ABDÜLHAK HAMİT TARHAN (1852-1937)

 

  • Edebiyatımızın en bireysel şairlerindendir.
  • Batılılaşma hareketinin asıl öncüsü olarak kabul gördüğü için kendisine “ŞAİR-İ AZAM”(büyük şair) lakabı verilmiştir.
  • İkinci dönem Tanzimat edebiyatının en verimli, üretken, kudretli yazarlarından olan Abdülhak Hamit, modern edebiyatımızın kurucularındandır. Doğu ile Batı arasında bir köprü olabilecek kadar kuvvetli bir kültüre sahiptir.
  • Şiirdeki Batılılaşma hareketinin asıl büyük öncüsüdür. Yaşadığı dönemde Şair-i Azam unvanıyla anılmıştır. Şiir biçiminde ve içeriğinde önemli değişiklikler yapmıştır. Onda ölçü, uyak, dil kaygısı görülmez; bundan dolayı eserleri dil bakımından kusurludur. Dili çok ağır üslubu dağınıktır.
  • Abdülhak hamit Tarhan, şiirde tezatlara, şaşırtmacalara çok yer vermiş; lirik-felsefi bir anlayışla yazmıştır. Günlük hayat, ölüm, metafizik düşünceler, tabiat, aşk, vatan sevgisi gibi konuları işlemiştir.
  • Tanzimat şiirine geniş ufuklar açan, divan şiiri gelenğini tamamıyla yıkan Abdülhak Hamit; Tanzimat şiirine yüksek bir anlatım yeteneği kazandırmıştır.
  •  Veremden ölen eşi Fatma Hanım onun edebiyatını büyük ölçüde etkilemiştir. Böylelikle ölüm teması onun şiirlerinin en temel teması olmuştur. Ünlü Makber şiirini eşinin ölümü üzerine yazmıştır.
  •  Tiyatrolarında ağır bir dil kullanmıştır. Ayrıca tiyatroları sahne tekniğine de uygun değildir. Abdülhak hamit tiyatrolarını sahnelenmek için değil okunmak için yazmıştır. nazım-nesir karışık tiyatrolarında tarihi olaylar ve hayallerini anlatmıştır.
  •  Sanat için sanat anlayışını benimseyen sanatçı, romantizm akımın etkisindedir.
  •  Abdülhak hamit Tarhan, edebiyatımızın ilk pastoral şiir örnekleri olan şiirlerini Sahra adlı eserde toplamıştır.

 

KLASİSİZM

ü    17.yy ortalarında Fransa’da ortaya çıkan edebiyat akımıdır.

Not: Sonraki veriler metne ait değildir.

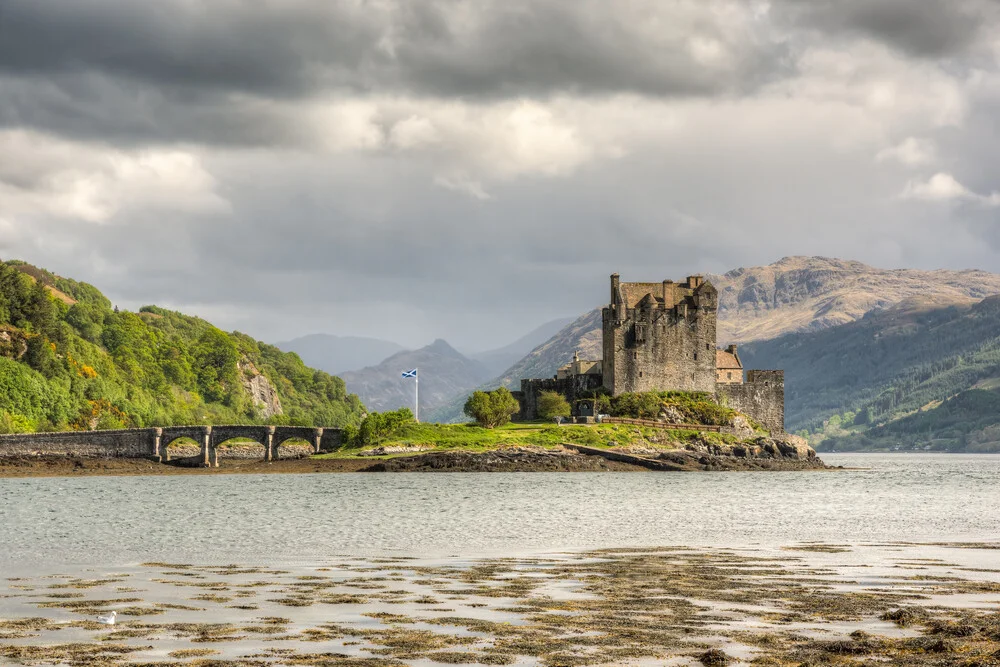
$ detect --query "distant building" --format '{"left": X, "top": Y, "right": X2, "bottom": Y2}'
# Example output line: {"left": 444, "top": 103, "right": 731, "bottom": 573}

ü    Akla ve sağduyuya değer verirler.

ü    İnsandaki tabiata, insanların iç dünyasına saygı göstermek esastır,

ü    Konularını eski Yunan ve Latin edebiyatından alırlar.

ü    Kahramanları seçkin kişilerdir. Sıradan insanlara eserlerinde yer vermezler.

ü    Önemli olan konu değil konunun işleniş biçimidir

ü    Dil, üslup kusursuz bir şekilde işlenmiştir. Dil açık, yalın ve soyludur.

ü    Sanat için sanat görüşünü savunurlar.

ü    Sanatçı eserde kendini gizler.

ü    Tiyatroda üç birlik kuralına uyulur.(olay, zaman, mekân)

ü    Bu akımın en önemli temsilcileri: Moliere  ,Corneille, Racine, La Fontaine, La Bruyere, Daniel Defoe

ü    Türk edebiyatında ise Şinasi ve Ahmet Vefik Paşa ‘dır. 

 

ROMANTİZM

ü    Fransa’da 1830 yıllarında klasizme tepki olarak doğmuştur.

ü    Klasik edebiyatın kural ve şekilleri bırakılır.

ü    Konular eski Yunan ve Latin edebiyatı yerine Hıristiyanlıktan tarihten ve günlük yaşamından alınır.

ü    Akıl yerine duygulara ve hayallere önem verirler.

ü    Sanatçılar kendi eserlerinin kişiliklerini gizlemezler.

ü    Sanat toplum içindir görüşünü benimsemişlerdir.

ü    Tabiat önemlidir. Gözlem ve tasvire önem verilir.

ü    Konular işlenirken iyi, kötü, doğru, yanlış gibi karşıtlıklardan yararlanırlar.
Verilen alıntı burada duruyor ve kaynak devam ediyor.